Let’s break down how this works… To say that this person “laulana897″ actually “paid” only $49.36 for this iPad is an absolute, 100% lie (false advertising?). Ignoring the fact that their math is fucked up (a 16G GB wifi iPad is $500 – not almost $700 as the math would show), that’s not how the site works.
The very short version is that as a user, you BUY your bids. Each bid costs $.60. Most items have bid increments of just $.01 (some are $.02). So assuming that iPad is one of the 1 penny items (all of the other iPads listed are), that means that there were 4936 bids on that one item. And if you multiply that number of bids with the price a user pays PER BID, that iPad actually sold for $2961.60. Not too bad for a $500 device.
Sure, the winning bidder did not actually pay that $3000 for it, but they also most certainly did NOT pay $50 for it – and to say so is just deceptive and incredibly shady.
It’s hard to say what someone actually paid for that device – and really, only the site would know for sure. It comes down to how many times did that one user bid on that device – multiply that person’s number of bids by the $.60 and you have your “price paid” for that item.
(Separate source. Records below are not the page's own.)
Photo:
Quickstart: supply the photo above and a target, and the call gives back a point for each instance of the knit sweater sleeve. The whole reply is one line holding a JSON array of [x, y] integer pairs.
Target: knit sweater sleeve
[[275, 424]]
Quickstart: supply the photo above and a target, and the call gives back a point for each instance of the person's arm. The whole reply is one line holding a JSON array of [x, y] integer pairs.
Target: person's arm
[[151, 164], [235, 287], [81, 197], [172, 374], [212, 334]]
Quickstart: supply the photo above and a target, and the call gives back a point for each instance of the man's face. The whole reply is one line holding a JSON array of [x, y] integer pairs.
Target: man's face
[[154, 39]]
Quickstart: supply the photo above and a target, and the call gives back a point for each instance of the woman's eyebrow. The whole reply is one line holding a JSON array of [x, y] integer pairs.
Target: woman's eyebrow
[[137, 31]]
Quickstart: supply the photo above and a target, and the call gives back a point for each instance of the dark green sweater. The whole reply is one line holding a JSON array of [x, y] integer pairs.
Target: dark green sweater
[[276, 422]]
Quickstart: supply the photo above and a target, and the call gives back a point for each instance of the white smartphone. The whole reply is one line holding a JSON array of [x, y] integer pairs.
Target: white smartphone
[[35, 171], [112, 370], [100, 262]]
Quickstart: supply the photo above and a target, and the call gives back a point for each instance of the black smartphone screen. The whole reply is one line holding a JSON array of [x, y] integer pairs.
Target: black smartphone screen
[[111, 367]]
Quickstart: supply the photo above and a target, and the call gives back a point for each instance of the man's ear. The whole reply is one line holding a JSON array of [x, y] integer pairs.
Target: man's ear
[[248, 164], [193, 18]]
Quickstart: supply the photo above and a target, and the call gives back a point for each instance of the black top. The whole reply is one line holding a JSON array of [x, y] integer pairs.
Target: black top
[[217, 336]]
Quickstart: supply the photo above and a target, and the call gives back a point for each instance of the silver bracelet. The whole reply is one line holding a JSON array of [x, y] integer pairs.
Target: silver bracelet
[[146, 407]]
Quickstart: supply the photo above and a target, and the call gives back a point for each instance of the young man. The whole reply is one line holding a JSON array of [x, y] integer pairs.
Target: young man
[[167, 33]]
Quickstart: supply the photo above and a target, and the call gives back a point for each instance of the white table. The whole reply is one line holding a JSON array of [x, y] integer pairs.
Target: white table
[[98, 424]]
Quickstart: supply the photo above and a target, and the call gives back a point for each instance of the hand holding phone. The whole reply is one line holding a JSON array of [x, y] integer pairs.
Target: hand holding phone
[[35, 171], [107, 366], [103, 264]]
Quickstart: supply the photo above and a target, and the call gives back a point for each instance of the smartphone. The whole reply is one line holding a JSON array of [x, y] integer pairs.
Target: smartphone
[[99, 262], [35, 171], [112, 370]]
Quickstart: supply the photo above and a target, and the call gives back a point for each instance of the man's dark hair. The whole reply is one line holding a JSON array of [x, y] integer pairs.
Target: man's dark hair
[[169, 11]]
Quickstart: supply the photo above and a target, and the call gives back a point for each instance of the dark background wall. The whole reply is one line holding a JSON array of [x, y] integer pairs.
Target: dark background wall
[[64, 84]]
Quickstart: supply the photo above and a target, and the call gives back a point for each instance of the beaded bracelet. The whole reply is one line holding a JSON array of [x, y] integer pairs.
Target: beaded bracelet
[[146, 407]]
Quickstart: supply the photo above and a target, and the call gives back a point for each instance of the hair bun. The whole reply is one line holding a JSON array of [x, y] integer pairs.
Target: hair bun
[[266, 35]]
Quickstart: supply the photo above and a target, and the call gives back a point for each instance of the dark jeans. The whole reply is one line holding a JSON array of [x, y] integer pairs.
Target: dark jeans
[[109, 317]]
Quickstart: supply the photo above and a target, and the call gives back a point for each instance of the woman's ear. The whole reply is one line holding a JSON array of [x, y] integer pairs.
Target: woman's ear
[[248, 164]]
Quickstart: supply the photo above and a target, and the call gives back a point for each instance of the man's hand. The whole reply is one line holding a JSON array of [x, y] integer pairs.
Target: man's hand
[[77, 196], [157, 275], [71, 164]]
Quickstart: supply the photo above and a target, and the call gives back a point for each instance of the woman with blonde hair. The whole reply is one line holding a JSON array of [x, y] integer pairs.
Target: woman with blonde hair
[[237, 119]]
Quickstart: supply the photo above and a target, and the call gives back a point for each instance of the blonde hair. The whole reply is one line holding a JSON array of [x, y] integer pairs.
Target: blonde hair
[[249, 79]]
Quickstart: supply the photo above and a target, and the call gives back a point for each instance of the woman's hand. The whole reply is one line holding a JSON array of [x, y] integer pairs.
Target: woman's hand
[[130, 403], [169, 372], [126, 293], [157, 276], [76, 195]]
As a for instance, let’s say that this person bid 500 times on that iPad… that would mean he or she “paid” $300 for it (500 bids x .60). On the other hand, if this person got into a bidding war with any other number of users and bid 1200 times, the final price this person would pay is then $720… no longer such a great deal for that $500 iPad.
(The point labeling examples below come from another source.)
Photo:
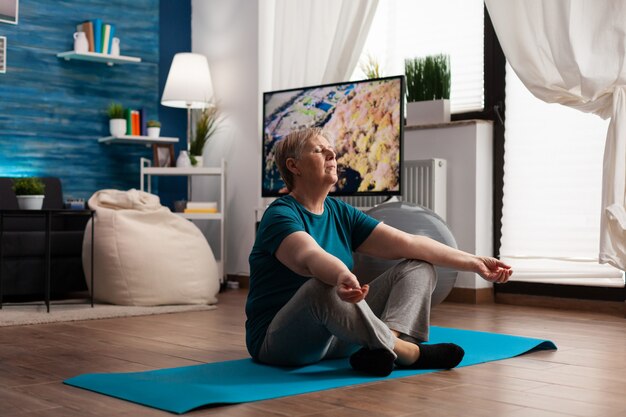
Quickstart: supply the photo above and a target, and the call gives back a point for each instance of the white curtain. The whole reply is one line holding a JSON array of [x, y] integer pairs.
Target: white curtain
[[410, 28], [572, 52], [314, 41]]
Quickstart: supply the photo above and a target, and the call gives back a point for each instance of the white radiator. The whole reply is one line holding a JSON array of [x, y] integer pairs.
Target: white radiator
[[423, 183]]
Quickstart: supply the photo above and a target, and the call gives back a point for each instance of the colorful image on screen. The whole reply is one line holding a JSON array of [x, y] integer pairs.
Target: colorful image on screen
[[364, 121]]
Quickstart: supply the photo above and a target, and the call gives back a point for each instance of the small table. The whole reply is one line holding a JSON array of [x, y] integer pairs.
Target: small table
[[48, 214]]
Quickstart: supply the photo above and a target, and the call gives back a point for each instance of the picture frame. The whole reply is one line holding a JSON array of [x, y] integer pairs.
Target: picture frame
[[9, 11], [3, 54], [163, 155]]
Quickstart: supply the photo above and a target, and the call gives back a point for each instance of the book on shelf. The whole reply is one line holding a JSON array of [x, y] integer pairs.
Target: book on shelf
[[136, 123], [111, 36], [129, 122], [106, 34], [144, 121], [97, 35], [202, 205]]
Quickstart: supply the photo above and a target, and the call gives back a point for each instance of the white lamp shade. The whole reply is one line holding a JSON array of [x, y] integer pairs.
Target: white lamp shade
[[188, 83]]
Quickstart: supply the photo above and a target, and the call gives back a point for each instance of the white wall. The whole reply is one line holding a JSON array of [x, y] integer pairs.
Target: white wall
[[226, 33], [468, 148]]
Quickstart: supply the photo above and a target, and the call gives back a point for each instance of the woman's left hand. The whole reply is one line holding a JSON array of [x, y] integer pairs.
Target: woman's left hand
[[493, 270], [349, 289]]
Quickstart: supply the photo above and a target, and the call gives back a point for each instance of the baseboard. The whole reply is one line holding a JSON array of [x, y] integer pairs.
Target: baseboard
[[470, 295], [617, 308]]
Let’s look at a positive example that will show the same type of lying… I just watched an “auction” end for a $10 Target gift card with 10 additional bids. So value-wise, that is a $16 package deal ($10 for the card, and $6 for the 10 bids).
The “auction” ended with a “bid” of just $.01 (just one bidder, and that person won). Now that’s actually a fantastic deal regardless of how you look at it… but step back and see both sides.
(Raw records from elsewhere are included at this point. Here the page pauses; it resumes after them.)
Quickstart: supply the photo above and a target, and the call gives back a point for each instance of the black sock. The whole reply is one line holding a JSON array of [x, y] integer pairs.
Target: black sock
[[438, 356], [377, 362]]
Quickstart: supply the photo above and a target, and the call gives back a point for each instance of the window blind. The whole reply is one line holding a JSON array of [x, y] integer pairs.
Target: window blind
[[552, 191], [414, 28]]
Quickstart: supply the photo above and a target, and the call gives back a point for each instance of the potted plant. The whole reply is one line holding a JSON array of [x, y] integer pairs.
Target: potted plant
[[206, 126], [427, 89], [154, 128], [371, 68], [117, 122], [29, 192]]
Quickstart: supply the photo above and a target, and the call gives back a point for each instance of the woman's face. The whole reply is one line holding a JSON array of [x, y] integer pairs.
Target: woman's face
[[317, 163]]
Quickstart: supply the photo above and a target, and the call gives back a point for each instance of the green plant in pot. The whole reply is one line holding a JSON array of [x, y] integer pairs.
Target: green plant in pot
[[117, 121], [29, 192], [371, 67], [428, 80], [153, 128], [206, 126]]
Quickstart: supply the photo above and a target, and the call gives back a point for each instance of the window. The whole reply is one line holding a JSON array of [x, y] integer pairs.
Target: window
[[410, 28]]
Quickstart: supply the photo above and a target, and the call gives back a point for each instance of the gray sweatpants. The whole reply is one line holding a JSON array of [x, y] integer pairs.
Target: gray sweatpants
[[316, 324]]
In the eyes of QuiBids, the final “auction” price was $.01 – so using the format of the image above, the “paid” price that they would advertise is only $.01. Again, this is not true. It actually cost that winning bidder one bid… or $.60. So yes, this person got a great deal (remember at the top? I said that was possible?), but the way QuiBids would tell it, the sale was only for $.01.
One other MAJOR problem with this site. Being a fairly intelligent guy, I figured I could snag a couple things fairly cheap if I took the time to do so and tried to sign up. And remember how I said you have to buy your “bids”? Well, when you sign up, the only way you can buy bids at first is to buy their “Starter Bid Pack” … which includes 100 bids. So they REQUIRE you to spend $60 up front to buy those 100 bids before you can do anything else. I say “require” because I can find no other place that would let me buy any other number of “bids.”
So can the site work? Sure… if you’re going to make a large purchase on one of their items anyway and want a chance to save some money – it might be worth a try. But you have to know exactly what you’re doing and how much your spending before you start. Frankly though, I’d suggest staying FAR, FAR away from them solely based on their business/advertising practices.